There’s a saying in the military that no battle plan survives first contact with the enemy. There’s a corollary in photography. No matter how much you plan and scheme and try to work things out ahead of time, the making of the image never goes quite the way you thought it would; this is especially true at the beginning of a project. Military planners consider the evanescence of battle plans to be a bad thing, and they try to minimize the damage to the plan by thinking out in advance how things can go wrong. I think the way that the world stubbornly refuses to bend to your preconceptions is one of the great things about photography, and a powerful source for creativity if you treat it as a guest.
The first level of the artist’s dance with reality happens even if everything is under your control. Say you’re in the studio, working on a still life composed of objects you have collected. All you have to do is arrange them, light them, pick the lens, select the camera angle, frame the shot, and trip the shutter. Simple, right? Let’s imagine that you have worked out the image in your mind, and even made a sketch. Reality attacks with the second object you put down; a quick peek at the ground glass reveals that it doesn’t hide something on the first object the way you’d imagined. When you turn on the modeling lights, things really start to go south. The shadows are hard where you thought they’d be soft, and they fall differently than you’d planned. Now you have two choices; you can struggle with the setup and bend over backwards to try to get the shot you’d first imagined, or you can take what the world gives you and work with it to get a great image, even if it’s not the image you set out to get. Struggling doesn’t frequently succeed for me, but apparently it works often enough to keep some people coming back to it. Taking that shadow that’s harder than I thought it would be as a new starting place, and figuring out how I can work with it, rather than immediately reaching for the nearest diffuser, works better for me. It really is a dance; sometimes you lead, and sometimes you let the world lead. The same approach works wonders when you’re in the darkroom or at the computer doing the post-exposure part of image-making.
It’s even more obvious that you’re not totally in control when you’re out in the world. There’s a progressive diminution of hegemony as you progress from unpopulated landscapes to working with models on location to street photography. What works for me is to treat them all the same. You try something, see what you get, and then figure out how to make that into a good image.

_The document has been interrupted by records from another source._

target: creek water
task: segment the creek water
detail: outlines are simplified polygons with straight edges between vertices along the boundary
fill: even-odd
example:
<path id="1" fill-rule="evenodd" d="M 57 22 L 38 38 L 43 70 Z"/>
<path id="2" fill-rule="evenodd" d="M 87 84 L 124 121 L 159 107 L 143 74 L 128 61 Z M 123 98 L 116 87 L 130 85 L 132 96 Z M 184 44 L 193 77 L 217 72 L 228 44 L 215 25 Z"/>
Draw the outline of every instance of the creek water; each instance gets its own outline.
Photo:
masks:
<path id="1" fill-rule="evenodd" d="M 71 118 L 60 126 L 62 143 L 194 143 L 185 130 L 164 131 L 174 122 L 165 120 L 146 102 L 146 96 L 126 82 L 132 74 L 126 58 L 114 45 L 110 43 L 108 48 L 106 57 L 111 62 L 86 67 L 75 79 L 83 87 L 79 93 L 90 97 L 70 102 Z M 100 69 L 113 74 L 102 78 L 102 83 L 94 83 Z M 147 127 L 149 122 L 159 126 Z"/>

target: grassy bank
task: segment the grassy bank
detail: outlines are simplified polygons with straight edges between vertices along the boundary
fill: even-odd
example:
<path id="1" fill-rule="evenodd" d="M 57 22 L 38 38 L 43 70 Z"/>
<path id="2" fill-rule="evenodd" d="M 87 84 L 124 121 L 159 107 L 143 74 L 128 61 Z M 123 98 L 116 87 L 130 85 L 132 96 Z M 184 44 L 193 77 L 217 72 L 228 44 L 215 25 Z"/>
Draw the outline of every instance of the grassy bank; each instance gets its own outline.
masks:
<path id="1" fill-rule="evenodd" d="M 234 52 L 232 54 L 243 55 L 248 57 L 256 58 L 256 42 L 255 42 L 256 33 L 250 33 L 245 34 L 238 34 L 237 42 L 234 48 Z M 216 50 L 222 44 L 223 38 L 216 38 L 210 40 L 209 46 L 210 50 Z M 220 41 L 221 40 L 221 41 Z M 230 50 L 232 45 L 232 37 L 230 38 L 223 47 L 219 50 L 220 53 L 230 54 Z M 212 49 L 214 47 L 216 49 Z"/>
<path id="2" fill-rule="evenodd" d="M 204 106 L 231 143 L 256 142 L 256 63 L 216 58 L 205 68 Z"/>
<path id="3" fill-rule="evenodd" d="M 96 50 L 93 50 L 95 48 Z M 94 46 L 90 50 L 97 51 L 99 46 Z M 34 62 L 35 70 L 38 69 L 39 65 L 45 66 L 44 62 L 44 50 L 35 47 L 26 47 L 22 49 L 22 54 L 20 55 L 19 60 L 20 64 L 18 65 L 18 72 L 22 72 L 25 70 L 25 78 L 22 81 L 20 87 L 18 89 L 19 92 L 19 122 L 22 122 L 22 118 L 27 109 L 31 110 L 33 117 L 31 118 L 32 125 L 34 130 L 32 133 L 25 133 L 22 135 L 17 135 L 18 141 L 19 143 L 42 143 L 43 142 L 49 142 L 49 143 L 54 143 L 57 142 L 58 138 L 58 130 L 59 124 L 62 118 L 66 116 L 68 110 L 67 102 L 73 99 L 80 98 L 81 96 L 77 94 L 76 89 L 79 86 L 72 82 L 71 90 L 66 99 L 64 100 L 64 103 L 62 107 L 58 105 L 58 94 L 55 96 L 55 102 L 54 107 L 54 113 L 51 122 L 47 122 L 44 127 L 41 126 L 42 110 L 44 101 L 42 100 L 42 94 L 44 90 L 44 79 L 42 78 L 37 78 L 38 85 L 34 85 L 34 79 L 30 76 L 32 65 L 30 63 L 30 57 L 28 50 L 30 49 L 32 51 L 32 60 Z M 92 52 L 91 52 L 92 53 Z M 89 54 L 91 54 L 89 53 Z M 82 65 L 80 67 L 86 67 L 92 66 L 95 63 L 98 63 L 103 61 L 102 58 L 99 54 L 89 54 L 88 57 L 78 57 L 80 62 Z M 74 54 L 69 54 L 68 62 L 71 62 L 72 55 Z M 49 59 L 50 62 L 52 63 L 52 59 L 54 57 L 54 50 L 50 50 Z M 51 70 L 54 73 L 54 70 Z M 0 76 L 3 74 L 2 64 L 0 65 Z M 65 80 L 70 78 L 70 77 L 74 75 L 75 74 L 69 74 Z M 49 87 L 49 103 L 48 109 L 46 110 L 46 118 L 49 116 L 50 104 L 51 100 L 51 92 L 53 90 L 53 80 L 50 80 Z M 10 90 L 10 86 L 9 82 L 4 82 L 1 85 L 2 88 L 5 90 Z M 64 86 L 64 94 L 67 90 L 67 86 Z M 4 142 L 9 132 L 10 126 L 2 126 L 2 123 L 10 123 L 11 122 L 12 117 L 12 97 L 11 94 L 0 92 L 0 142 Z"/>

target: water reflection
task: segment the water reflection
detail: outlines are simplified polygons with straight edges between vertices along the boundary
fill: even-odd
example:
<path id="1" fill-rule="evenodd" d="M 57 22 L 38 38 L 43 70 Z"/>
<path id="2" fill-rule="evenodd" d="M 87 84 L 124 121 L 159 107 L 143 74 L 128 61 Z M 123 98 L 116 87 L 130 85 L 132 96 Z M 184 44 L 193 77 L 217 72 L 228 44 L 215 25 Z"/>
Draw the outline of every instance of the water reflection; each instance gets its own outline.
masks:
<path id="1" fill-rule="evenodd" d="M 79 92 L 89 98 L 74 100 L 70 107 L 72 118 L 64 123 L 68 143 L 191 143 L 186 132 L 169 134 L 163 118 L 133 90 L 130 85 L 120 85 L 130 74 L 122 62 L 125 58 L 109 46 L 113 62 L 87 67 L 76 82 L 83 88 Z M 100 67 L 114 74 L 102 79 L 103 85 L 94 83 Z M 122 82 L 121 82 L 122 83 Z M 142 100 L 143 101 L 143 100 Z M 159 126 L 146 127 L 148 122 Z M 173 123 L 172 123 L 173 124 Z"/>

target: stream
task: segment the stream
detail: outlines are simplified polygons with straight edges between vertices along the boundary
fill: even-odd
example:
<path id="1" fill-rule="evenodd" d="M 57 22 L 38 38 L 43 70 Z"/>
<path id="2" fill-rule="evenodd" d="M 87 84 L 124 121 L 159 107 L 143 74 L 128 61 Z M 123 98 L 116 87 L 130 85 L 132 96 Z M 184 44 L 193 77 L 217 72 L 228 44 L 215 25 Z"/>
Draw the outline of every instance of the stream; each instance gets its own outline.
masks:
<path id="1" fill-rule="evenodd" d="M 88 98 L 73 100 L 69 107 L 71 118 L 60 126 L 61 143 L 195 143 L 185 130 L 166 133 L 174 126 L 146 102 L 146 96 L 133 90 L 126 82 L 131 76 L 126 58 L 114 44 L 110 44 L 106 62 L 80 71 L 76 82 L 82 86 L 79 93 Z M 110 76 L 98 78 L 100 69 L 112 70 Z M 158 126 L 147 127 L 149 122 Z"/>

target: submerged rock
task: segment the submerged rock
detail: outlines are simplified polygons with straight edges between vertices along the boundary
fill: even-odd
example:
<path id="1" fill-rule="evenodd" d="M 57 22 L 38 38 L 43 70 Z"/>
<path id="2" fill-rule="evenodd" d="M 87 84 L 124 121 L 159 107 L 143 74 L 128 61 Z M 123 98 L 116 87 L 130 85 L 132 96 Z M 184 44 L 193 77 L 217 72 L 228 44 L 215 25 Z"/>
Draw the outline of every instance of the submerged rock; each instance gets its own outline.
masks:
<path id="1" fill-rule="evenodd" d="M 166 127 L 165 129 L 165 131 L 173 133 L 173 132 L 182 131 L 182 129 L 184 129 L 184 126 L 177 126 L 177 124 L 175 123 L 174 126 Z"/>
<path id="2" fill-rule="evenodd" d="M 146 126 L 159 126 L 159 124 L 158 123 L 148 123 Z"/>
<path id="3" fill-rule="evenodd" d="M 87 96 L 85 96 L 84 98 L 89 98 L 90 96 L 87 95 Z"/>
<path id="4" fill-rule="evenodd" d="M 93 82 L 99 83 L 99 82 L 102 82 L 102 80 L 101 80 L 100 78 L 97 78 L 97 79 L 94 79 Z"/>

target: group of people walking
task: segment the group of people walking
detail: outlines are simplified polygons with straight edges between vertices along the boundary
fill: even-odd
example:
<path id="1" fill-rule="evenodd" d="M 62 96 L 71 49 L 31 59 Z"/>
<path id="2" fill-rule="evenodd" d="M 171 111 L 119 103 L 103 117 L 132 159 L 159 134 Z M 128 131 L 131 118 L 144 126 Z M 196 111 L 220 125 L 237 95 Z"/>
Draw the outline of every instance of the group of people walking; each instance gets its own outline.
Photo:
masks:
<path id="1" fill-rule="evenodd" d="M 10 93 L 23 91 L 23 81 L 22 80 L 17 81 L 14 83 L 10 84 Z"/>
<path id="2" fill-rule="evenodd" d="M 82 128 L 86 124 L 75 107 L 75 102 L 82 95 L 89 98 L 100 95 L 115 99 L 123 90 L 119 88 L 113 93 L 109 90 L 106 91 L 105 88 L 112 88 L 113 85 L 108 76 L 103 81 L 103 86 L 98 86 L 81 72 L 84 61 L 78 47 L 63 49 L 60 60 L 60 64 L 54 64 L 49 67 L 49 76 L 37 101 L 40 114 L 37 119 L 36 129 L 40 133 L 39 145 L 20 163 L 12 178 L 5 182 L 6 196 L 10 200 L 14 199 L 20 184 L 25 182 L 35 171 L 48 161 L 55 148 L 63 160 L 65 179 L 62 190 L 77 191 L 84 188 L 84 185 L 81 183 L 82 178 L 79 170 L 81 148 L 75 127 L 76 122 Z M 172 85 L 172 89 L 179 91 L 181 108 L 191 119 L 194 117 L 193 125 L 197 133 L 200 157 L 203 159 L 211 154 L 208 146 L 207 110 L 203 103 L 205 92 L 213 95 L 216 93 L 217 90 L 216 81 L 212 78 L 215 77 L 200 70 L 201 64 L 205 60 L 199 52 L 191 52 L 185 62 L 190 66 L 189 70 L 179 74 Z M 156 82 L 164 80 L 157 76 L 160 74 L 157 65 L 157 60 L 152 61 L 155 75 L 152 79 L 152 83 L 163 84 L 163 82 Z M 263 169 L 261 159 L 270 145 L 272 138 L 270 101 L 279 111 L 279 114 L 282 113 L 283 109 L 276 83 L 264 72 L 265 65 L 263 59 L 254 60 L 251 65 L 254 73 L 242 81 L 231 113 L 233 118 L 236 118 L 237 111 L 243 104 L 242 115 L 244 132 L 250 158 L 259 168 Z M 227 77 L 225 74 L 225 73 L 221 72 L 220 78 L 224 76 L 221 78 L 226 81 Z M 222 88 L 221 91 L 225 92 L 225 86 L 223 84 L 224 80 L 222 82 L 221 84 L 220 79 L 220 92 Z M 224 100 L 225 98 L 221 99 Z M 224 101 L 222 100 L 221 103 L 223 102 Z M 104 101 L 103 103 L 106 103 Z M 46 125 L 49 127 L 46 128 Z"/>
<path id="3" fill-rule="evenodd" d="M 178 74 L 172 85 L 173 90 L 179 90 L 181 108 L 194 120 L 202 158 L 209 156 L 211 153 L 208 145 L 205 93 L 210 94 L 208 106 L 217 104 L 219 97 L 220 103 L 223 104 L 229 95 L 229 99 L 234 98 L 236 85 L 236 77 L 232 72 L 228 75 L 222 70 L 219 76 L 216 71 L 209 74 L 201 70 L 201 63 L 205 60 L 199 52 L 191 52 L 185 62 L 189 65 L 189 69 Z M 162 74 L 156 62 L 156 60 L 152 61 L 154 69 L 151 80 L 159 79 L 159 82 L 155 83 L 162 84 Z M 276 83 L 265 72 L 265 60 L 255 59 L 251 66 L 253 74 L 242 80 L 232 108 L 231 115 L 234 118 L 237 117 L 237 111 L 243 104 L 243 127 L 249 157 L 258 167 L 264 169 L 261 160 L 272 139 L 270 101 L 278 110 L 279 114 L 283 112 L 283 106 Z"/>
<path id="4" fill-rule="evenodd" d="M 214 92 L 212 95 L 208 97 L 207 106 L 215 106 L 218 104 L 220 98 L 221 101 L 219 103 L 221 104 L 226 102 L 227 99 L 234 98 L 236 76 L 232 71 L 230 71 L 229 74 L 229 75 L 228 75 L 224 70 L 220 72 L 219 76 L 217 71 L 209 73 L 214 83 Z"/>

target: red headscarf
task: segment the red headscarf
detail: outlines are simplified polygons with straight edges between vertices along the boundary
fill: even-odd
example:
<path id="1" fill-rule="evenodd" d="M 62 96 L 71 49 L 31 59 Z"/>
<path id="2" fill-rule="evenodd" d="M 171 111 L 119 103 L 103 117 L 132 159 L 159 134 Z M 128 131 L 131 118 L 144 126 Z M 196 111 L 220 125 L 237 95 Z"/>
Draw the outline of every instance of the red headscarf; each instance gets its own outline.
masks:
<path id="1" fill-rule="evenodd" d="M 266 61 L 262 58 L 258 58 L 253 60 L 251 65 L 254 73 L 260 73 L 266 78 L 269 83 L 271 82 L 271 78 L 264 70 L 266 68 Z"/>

I recently had the world show me the way to an entirely new series. A few years ago, I was in Yuma, Arizona waiting for dawn. I started making images of some funky old gas stations. I thought there was some potential there, so a few months ago I went out to explore the concept. The very first night, peeking at the tiny images on the camera’s LCD display, I realized the new series wasn’t going to be just about gas stations. In fact, gas stations play a tiny role in the Hopper-esque essay on urban isolation that is emerging for me. It’s something I never would have gotten to by sitting in a room and planning.
There’s another benefit to allowing your plans to be malleable and consciously looking to reality for clues to how you should change them: it feels good. There is something calming and pleasant about the state of mind that allows you to be open to what the world has to give you.